My kids can't wait to go to family picnics because they know invariably that I will start a water fight and that kids love that; to see myself and my older sisters and brothers who are now in their 40s and 50s chasing each other around with buckets of water. Those are some of the funny things that really that we've done or those experiences that we've had that really have been very important and allow my kids to realize that practical joking has its place and can be fun and that's something that actually creates a tradition in our family, something that we want to pass to our children, to lighten up and feel better.
Joking behavior within the framework of families in this study was seen as a patterned playful behavior that tended to occur between two or more family members who recognized a special kinship and shared mutual understanding of humorous material. Ewa explained this phenomenon when she said:
I see joking as a kind of everyday humor we do together, not an isolated comedy show. Last night, for instance, when we were at the table and talking something about Zosia and I just kind of cracked right up about it. I said, “Anything good's from me; anything bad's from you. Her temper tantrums—that's definitely you.” I pointed to my husband and we all had a good laugh.
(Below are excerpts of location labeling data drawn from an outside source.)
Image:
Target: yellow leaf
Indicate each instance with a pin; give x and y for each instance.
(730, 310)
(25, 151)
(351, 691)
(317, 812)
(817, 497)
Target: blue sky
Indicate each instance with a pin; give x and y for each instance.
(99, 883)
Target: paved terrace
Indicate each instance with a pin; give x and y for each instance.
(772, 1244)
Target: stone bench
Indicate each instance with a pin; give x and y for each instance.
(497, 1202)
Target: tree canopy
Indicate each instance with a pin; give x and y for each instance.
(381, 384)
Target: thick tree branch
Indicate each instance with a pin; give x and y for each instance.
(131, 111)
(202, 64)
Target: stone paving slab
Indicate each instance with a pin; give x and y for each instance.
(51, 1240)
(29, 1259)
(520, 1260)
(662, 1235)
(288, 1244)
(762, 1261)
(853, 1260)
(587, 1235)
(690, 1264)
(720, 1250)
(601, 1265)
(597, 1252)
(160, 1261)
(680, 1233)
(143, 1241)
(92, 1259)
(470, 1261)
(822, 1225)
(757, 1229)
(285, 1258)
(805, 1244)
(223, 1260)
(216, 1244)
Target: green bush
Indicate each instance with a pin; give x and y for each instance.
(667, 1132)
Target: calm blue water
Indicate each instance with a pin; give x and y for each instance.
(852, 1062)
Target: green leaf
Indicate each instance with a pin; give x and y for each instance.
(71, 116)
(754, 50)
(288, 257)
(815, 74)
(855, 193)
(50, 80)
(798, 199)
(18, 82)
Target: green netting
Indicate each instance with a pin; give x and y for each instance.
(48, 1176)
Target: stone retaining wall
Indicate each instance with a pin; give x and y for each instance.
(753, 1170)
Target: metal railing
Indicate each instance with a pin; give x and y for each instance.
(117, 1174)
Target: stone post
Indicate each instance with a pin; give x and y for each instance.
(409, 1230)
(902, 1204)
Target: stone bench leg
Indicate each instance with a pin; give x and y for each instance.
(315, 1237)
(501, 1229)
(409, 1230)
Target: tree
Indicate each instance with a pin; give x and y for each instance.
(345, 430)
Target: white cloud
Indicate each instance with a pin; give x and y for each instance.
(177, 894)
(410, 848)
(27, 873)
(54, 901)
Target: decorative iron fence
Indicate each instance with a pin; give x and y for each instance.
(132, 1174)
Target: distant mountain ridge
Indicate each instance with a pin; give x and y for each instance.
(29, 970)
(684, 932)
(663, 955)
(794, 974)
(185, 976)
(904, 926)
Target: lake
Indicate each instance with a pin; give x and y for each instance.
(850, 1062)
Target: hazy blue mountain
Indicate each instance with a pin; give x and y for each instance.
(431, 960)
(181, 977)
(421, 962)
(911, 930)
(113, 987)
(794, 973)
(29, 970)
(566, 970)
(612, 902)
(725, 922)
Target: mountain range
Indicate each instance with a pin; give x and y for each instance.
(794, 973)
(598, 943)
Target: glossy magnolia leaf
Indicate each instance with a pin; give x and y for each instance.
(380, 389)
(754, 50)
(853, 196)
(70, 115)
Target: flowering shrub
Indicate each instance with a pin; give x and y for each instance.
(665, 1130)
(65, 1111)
Furthermore, in this study things that make the families laugh are related to real life humor, the humor that is most important to them, not the humor prepared by the repeatable fictional texts or cartoons. Within this framework, the physical act of laughing and smiling seemed to take on a special meaning in their daily humorous interactions. It is as though their ability to laugh, like their own ability to speak, was innate, but they learned their own particular culture of doing it—singing in a goofy way, being crazy with their children with disabilities, tickling them, playing in mock roughness with them, or just kissing and hugging them. The following two accounts by Adam and Agata, respectively, give a glimpse of that type of real humor that invites their children and family members to shared laughter:
We'll do things like play hide-n-seek with her because that forces her to move around the house and to help search for you and try to scare the living hell out of her when she comes around the corner, she loves that. So do we. Or to constantly sing to her but in a goofy way, to constantly joke with her. I constantly make noises to the point where I can really bring her out of any kind of an anger situation she has by just kind of being crazy with her. And it's been very funny. Another thing is tickling her. Always saying things that we use, pointing to break some tension that she has with her hand ringing or putting her hand in her mouth, if you can distract her or redirect her, that's been very effective and funny for all of us.—Adam
They love roughness. They love the picking up and throwing down on the sofa and we have a lot of pillows in the house and sometimes he [husband] could just take them and just throw them on the pillows or sometimes he would be kissing and hugging them all day long until they go to bed. They like stuff like that. They learn how to be boys and they laugh a lot with us.— Agata
Furthermore, this purely physiological reaction usually caused laughter, which seemed to be linked to affection both on the part of parents and of their children:
They like this affection; we like it, too, this is a 24 hours a day hugging, kissing, tickling or playing with them. You know they like stuff like that, and I will kiss them and do the bubbles on their necks. They love that and we have great fun together as a family.—Agata
The joking relationships were likely not only to be close and involved but were also often determined by the situational rules for joking patterns. These rules prescribed what kind of joking relationship was permitted within a given family context. For example, Agata defined what was considered as not funny in the following way:
Well, what is not funny is when you're making fun of someone who is walking in a way that they cannot help it. We don't consider that funny at all. We don't consider someone who's stuttering funny because we have a family history background of people who stutter trying to get a word out and it takes them a good 15, 20 minutes to get just that one word out.
The rationale of such joking limitations imposed on the nondisabled family members went along with the family's special understanding of their obligations towards individuals with disabilities as joking partners. The disabled joking initiators or recipients were to be included rather than excluded from the family joking interactions. Agata pointed out, “With children with a disability, you need to laugh with them rather than at them.” Thus, encouragement of joking signaled inclusion. The laughter of inclusion or, as it is defined in the literature's “shared laughter”(Dunn, 1993; McGhee, 1994) seemed to be a frame for the joking relationships within the studied families.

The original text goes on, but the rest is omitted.